I could understand it if there were some arguments for e.g. significantly reduced borrowing costs, more efficient deployment of resources over the life of the project etc, but that doesn't appear to be mentioned anywhere.
 
From what I've briefly read on the BBC the delay is being implemented to spread out the cost of the construction over a longer period to ease the budget deficit and achieve an arbitrary target someone has come up with. Over the longer term though that strategy is just going to result in the total constructuction cost being the same (or more in real terms if inflation rises more than tax revenues) whilst the payback period is going to be longer as a result of the delays. Am I missing something or is this strategy mental?

I could understand it if there were some arguments for e.g. significantly reduced borrowing costs, more efficient deployment of resources over the life of the project etc, but that doesn't appear to be mentioned anywhere.
Yup

The strategy, if you can call it that is stupid.
It's going to cost a lot more because some parts can't really be stopped/will end up having to be redone, you'll have inflation on top of that, and the line won't be able to start paying back for that much longer which means it's not even going to start showing a return for longer.
 
Least extreme hurddurf post.

Without wanting to defend the way our railway is currently organised too much, seems like a big oversimplification & bit of a red herring to blame everything solely on privatisation.

Eg Japan has a number of private railways that apparently perform very well.
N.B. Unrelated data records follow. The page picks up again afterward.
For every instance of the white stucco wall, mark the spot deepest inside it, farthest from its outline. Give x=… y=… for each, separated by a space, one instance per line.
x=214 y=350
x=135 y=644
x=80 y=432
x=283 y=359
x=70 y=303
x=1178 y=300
All over Europe they make extensive use of private contractors and suppliers. Network Rail owns and manages the UK railway infrastructure as a publicly owned ('socialist'?) organisation and it's far from perfect.

Things like long term government planning; the regulatory environment; realities of UK geography, development, and existing infrastructure; procurement strategy; etc are all issues.
Well yes because those people want their country to succeed, this being Britain... it's self-loathing all the way down.
 
Sounds like a good way for someone else to take the financial and political hit for it. The project doesn't make sense if it's just Birmingham - Old Oak Common so future governments are going to have to proceed with the rest of the route or get blasted for being London centric.